Known brake control devices typically include a support body to be fixed to the handle bar—to the left for actuating the front brake or to the right for actuating the rear brake—and a brake lever pivoted on the support body for actuating the brake through the pull action of a normally sheathed inextensible cable, when it is pulled towards the handle bar.
In known devices, because the brake cable must be pulled away from the handle bar, the brake cable head is attached to the brake lever on the opposed side, with respect to its pivot, than the actuation area on which the cyclist's fingers other than the thumb rest when he/she grips the handle bar.
In this respect it is to be noted that the resisting arm must be long enough to impose the necessary stroke to the brake cable fixed to the brake lever, considering that the swinging amplitude of the lever is determined by the opening and closing of the hand on the handle bar.
In particular in the case of integrated control devices for controlling also a bicycle derailleur and/or in the case of control devices for a curved handle bar, typical of racing bicycles, the support body is also suitable to be handled by the cyclist during travel, as an alternative to gripping on the handle bar, to allow the bike to be driven. To this end, the support body has an ergonomic shape, comprising an upwards protrusion in its front zone.
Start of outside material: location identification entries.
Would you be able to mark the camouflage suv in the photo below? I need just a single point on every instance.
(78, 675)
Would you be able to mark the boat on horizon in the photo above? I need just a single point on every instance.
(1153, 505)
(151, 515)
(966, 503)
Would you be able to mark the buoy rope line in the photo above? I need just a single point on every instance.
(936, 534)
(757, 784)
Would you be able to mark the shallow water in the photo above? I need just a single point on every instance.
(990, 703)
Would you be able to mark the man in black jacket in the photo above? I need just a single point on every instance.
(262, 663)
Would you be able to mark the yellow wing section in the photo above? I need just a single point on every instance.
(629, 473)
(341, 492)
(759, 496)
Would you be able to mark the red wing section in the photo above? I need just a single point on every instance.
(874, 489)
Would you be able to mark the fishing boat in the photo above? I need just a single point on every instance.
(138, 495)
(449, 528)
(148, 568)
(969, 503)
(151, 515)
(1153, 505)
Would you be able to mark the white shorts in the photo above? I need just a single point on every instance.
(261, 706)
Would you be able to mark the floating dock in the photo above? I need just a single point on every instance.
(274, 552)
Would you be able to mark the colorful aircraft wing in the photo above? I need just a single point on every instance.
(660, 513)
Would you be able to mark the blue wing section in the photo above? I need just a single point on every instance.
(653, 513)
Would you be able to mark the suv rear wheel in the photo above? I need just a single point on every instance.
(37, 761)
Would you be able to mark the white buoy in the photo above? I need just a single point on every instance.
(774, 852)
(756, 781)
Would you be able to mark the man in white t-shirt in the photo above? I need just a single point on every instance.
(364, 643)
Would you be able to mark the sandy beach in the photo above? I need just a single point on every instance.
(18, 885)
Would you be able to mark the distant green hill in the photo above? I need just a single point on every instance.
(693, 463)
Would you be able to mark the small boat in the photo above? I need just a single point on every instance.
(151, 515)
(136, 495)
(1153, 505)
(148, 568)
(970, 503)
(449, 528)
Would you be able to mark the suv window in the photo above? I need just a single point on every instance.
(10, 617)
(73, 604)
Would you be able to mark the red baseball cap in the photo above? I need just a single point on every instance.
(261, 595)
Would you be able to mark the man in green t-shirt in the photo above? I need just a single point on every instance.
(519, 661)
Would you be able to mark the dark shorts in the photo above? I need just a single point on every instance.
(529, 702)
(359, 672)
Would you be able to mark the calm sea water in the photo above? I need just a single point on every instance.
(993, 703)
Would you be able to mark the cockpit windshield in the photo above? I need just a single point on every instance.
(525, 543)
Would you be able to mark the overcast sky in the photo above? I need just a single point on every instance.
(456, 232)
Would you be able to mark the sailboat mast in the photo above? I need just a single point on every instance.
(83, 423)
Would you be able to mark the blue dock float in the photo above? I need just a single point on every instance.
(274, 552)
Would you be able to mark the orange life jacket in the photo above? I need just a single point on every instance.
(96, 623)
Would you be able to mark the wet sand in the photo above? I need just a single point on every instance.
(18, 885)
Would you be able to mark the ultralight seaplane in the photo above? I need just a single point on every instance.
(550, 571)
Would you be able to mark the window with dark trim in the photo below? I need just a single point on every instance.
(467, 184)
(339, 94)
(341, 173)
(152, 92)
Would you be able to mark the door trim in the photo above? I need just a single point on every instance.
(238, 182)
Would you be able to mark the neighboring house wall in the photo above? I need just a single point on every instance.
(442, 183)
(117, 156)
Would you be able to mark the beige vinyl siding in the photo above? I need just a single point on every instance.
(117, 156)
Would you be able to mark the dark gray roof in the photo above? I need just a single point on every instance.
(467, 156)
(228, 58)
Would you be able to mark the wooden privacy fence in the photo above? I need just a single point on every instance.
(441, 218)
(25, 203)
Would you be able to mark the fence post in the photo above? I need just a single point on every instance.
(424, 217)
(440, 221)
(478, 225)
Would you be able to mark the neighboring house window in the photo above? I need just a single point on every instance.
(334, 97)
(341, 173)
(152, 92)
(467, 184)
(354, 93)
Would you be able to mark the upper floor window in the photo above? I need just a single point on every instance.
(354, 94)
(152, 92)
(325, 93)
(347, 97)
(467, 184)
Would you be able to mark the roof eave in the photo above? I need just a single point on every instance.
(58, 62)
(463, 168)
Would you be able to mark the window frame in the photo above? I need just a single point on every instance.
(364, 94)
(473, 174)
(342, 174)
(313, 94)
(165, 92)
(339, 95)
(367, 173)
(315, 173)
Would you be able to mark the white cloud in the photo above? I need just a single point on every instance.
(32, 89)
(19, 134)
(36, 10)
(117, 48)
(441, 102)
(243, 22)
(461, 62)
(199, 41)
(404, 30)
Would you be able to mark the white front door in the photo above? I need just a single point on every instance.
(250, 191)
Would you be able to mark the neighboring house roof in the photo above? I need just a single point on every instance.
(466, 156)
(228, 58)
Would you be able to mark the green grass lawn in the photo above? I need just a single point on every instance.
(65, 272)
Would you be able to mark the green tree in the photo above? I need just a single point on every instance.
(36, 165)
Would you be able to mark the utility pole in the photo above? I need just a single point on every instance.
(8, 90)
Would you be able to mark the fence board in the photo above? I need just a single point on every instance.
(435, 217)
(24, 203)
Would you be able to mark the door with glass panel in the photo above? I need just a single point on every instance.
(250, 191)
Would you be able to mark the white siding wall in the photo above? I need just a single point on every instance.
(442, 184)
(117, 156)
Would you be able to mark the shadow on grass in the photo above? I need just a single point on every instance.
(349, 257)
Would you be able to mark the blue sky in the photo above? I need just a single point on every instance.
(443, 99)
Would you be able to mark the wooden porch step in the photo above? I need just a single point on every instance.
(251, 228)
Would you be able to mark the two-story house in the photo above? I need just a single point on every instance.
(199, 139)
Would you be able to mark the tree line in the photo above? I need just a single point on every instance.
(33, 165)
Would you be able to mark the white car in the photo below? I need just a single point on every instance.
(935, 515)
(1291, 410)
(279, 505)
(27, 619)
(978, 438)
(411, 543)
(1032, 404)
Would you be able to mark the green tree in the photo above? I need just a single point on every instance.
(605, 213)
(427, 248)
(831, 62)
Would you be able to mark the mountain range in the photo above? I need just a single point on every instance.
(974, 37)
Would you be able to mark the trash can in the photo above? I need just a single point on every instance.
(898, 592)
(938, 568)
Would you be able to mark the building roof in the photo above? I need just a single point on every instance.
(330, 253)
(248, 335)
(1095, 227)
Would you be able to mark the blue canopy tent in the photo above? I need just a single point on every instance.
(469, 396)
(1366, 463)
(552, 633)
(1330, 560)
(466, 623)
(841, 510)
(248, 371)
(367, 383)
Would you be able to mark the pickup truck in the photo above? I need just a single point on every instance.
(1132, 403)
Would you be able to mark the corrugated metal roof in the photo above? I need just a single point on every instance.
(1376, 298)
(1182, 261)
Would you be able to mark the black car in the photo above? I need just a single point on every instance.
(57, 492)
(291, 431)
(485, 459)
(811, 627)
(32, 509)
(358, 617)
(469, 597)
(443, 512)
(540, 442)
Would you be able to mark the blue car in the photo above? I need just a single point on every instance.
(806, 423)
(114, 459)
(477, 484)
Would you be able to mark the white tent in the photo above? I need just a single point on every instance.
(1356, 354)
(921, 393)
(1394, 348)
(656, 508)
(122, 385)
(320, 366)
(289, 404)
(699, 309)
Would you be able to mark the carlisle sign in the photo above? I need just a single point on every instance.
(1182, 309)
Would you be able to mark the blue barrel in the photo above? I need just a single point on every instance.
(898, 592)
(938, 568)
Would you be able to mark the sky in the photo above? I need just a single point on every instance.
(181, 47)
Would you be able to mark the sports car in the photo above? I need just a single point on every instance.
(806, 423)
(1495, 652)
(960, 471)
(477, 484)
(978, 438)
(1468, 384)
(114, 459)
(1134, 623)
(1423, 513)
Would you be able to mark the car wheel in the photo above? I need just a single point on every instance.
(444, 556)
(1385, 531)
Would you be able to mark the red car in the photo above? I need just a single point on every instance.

The cyclist rests the hand palm on the proximal surface of the protrusion or on the upper surface of the support body, in abutment against the protrusion, with the fingers other than the thumb resting on the front surface of the brake lever.
It is also apparent that, even in such alternative driving conditions, the simultaneous ready accessibility to the brake lever for the braking operations should be ensured.
Instead, in the case of the known control devices, in such driving conditions gripping on the control support body, the braking results difficult, especially for cyclists with small hands, because the hand fingers rest on the brake lever essentially at the pivot of the brake lever itself and even also on the same side where the brake cable head is fixed. In the case of known control devices for curved handle bar, more particularly, the brake cable extends along the upper surface of the support body and the pivot of the brake lever is placed well below the line of the brake cable. In the condition gripping on the support body, the hand fingers rest on the upper zone of the lever, namely at or even above the lever pivot.
In other words, with the known control devices it is not possible for the cyclist, from the above mentioned driving condition gripping on the support body, to apply power with all four fingers, and in any case the applied power acts in a less efficient way because the power arm is rather short. The braking efficiency is thus reduced and sometimes the cyclist is forced to move the hand downwards partly leaving the grip on the control device.
The technical problem at the basis of the present invention is to overcome the above mentioned drawbacks of the prior art by providing a bicycle brake control device wherein the actuation is particularly efficient not only from the driving condition gripping on the handle bar, but also from the driving condition resting on the support body of the control device itself.